Earlier today, I found a blog entry on Microsoft regarding possible solutions. For completeness sake, here it is:
The operating system error 665, indicating a file system limitation
has been reached continues to gain momentum beyond DBCC snapshot
files. Over the last ~18 months I have reproduced issues with
standard database files, BCP output, backups and others.
We have posted previous blogs talking about the NTFS attribute
design and associated limitations (665) as the storage space for the
attribute structures becomes exhausted.
Online DBCC has been susceptible to this limitation leveraging a
secondary stream for copy-on-write activities. The sparse nature of
DBCC snapshot or a snapshot database can drive attribute exhaustion.
As space is acquired the disk storage location(s) and size(s) are
stored in the attribute structures. If the space is adjacent to a
cluster already tracked by the file the attributes are compressed into a
single entry, spanning the entire size. However, if the space is
fragmented it has to be tracked with multiple attributes.

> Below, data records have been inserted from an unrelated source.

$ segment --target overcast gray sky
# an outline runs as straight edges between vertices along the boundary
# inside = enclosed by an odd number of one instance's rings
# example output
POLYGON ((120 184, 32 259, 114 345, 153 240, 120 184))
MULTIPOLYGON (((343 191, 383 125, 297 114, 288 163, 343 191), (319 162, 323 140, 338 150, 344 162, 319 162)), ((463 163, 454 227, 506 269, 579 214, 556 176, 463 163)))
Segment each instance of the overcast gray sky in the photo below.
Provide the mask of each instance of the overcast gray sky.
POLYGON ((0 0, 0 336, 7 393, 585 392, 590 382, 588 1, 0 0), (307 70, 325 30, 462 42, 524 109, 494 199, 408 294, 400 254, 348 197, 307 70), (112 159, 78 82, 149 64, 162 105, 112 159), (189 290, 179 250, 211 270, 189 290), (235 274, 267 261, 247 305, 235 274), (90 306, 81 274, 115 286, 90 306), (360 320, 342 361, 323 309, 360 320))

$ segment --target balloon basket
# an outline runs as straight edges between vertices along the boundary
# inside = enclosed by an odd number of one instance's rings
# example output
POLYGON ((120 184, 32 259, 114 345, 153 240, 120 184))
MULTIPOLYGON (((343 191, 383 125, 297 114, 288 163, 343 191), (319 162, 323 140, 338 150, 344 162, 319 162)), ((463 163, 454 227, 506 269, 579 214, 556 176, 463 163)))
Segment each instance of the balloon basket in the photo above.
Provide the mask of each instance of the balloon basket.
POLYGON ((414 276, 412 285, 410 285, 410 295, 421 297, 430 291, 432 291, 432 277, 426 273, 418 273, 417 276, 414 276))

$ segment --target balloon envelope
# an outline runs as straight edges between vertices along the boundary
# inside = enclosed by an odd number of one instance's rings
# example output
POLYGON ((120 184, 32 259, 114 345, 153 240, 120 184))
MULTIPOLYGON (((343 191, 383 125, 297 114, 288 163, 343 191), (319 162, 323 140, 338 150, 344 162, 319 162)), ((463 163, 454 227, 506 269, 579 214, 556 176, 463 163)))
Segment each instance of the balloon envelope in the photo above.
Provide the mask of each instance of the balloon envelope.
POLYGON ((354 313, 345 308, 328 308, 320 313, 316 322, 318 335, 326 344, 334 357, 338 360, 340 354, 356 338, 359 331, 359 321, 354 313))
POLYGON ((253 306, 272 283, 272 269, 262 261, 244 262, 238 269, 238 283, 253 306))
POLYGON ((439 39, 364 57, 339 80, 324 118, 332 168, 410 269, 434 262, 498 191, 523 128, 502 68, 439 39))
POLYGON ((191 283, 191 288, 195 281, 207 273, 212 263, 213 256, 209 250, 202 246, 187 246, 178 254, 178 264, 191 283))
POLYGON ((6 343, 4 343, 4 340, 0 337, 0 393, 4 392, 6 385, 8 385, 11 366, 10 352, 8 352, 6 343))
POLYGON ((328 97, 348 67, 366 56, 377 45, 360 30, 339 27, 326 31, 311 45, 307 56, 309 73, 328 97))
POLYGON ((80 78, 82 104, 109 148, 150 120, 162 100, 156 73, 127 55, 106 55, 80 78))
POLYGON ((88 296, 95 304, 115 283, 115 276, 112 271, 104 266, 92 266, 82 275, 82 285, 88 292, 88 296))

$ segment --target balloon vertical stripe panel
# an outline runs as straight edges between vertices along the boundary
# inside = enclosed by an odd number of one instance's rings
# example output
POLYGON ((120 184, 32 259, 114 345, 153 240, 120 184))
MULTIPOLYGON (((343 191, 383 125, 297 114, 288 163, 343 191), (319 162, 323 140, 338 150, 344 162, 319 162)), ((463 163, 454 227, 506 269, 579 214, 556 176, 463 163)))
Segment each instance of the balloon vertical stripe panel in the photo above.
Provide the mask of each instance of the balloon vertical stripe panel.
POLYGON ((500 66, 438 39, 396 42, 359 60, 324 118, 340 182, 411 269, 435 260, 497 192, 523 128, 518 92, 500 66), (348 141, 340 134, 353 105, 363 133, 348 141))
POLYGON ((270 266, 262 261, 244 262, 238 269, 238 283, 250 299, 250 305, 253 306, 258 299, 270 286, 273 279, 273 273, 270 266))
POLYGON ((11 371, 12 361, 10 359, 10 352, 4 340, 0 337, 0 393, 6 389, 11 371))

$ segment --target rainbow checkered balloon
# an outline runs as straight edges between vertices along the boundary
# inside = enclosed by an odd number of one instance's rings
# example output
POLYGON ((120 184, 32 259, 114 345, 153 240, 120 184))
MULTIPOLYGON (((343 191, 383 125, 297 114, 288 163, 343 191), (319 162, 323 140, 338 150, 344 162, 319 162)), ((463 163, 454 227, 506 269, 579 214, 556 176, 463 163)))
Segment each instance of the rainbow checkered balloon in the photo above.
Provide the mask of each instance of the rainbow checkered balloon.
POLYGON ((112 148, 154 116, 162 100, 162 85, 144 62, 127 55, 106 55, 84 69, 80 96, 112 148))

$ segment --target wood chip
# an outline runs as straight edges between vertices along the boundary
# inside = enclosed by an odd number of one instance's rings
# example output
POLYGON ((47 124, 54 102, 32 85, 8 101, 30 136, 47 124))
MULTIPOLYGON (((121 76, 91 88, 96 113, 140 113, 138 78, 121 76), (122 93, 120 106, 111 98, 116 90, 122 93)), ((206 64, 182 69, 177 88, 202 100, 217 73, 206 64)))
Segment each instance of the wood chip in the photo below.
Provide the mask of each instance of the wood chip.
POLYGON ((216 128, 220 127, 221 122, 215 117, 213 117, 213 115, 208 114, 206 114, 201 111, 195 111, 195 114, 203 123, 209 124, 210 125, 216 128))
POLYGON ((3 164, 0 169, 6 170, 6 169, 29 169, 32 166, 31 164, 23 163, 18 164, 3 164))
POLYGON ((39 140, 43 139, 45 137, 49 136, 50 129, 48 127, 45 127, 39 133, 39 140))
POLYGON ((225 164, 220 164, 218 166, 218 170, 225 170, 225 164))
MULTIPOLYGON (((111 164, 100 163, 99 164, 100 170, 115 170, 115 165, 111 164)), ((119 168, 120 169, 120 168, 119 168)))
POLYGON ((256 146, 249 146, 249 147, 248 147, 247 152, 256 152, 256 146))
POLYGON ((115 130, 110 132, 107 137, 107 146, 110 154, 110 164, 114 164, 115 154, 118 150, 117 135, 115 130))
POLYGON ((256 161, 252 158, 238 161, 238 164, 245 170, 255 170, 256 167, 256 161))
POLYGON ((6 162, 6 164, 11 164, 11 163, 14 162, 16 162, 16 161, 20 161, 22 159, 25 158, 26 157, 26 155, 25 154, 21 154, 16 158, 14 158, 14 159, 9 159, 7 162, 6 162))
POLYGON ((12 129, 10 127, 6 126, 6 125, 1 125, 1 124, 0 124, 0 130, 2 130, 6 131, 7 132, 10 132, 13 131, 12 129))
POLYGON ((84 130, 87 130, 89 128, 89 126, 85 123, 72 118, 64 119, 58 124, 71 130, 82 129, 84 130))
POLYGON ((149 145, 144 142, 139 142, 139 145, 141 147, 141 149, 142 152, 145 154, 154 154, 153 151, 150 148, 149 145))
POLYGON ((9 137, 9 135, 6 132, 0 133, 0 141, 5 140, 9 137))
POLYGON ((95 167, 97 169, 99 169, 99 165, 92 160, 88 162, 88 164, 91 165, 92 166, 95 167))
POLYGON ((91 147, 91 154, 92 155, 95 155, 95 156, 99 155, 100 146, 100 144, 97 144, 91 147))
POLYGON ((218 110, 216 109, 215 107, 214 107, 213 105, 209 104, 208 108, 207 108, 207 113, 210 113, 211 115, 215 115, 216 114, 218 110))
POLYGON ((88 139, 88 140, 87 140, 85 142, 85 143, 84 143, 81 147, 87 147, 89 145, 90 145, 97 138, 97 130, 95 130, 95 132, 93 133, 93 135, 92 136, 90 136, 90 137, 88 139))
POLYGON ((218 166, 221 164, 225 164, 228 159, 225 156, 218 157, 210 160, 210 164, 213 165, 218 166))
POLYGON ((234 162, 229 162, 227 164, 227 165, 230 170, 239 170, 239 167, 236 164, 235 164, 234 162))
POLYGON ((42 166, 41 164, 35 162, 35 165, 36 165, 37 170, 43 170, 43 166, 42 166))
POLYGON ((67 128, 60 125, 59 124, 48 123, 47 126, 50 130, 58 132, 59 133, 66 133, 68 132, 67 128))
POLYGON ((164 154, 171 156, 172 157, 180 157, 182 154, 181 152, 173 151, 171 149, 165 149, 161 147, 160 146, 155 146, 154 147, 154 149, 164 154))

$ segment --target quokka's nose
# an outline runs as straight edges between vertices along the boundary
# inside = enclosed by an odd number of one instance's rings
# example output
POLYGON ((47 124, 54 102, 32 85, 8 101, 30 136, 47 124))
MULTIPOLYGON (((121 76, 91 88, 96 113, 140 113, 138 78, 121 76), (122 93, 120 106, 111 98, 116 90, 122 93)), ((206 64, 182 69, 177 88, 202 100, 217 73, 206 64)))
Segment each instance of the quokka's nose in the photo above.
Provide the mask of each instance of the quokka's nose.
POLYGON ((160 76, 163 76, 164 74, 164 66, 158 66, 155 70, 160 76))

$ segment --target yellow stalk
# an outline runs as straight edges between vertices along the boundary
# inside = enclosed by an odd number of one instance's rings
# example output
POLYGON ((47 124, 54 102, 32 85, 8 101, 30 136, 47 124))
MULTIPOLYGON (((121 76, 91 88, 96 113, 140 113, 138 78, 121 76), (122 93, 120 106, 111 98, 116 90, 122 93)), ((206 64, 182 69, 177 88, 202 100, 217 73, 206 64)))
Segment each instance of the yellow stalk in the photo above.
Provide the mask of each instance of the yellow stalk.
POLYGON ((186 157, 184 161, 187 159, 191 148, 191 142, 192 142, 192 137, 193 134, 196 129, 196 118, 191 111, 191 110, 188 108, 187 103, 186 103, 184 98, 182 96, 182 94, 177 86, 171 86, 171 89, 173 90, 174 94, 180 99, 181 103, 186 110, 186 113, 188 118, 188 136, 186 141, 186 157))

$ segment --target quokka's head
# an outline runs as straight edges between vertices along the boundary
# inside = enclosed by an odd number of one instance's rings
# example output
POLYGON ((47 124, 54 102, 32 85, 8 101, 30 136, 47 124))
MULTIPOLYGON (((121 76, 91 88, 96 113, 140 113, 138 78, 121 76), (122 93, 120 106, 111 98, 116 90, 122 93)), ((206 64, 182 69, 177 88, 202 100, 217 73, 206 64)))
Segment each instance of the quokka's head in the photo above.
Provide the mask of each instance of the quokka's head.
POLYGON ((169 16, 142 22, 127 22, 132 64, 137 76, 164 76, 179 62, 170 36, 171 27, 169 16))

The 665 issue can pop up with larger file sizes. As the file grows
it acquires more space. During the space acquisition the attributes are
used to track this space.
Repro 1 – DBCC Snapshot or Snapshot Database
The copy-on-write logic acquires new space as pages are dirtied in
the main database. As writes occur to the snapshot target more
attributes are used. The space allocations and clusters are by
definition and design stored in spare locations.
Repro 2 – Database files
I can insert data into a database with a smaller auto grow size, each
acquiring new disk space. If the disk space is not acquired in strict,
cluster adjacent order the growth is tracked with separate
attributes. After millions of grows from a large import or index
rebuild (usually around 300GB) I can exhaust the attribute list and
trigger the 665 error.
Repro 3 – BCP
BCP extends the output file in the process of simply writing to the
file. Each block written has to acquire disk space and it is reliant on
adjacent disk space allocation to accommodate a large file.
One customer was trying to use a copy of BCP per CPU and the query
option to partition the output streams and improve the export
performance. This can work very well but in this case it back-fired.
The output location was shared and as each copy of BCP was writing data
it caused them to leap frog each other on the same physical media.
Each of the BCP output streams quickly exhausted the attribute storage
as none of them were acquiring adjacent storage.
What Should I Do?
Testing has shown that defragmentation for the physical media may help reduce the attribute usage. Just be sure your defragmentation utility is transactional. (Note:
defragmentation is a different story on SSD media and typically does
not address the problem. Copying the file and allowing the SSD firmware
to repack the physical storage is often a better solution.)
Copy – Doing a file copy may allow better space acquisition.
Use SQL Server 2014 for DBCC online operations. SQL
Server 2014 no longer uses the secondary stream but a separate, sparse
file marked for delete on close. This may reduce the shared attribute
storage required by a secondary stream.
Adjust the auto growth to acquire sizes conducive for production performance as well as packing of attributes.
Format the drive using the larger NTFS metadata, file tracking structures providing a larger set of attribute structures. https://support.microsoft.com/en-us/kb/967351
Use ReFS instead of NTFS. ReFS does not contain the same design as NTFS.
Adjust utility write sizes, for example the BCP
buffer size change: I just discovered that the fix list for SQL Server
2012 SP2 does not appear to contain the fix information. The fix
changes the bcpWrite (internal API used by ODBC driver and BCP.exe) from
a 4K write size to 64K write size.
Backup – Carefully plan the number of files (stripe set) as well as transfer and block sizes.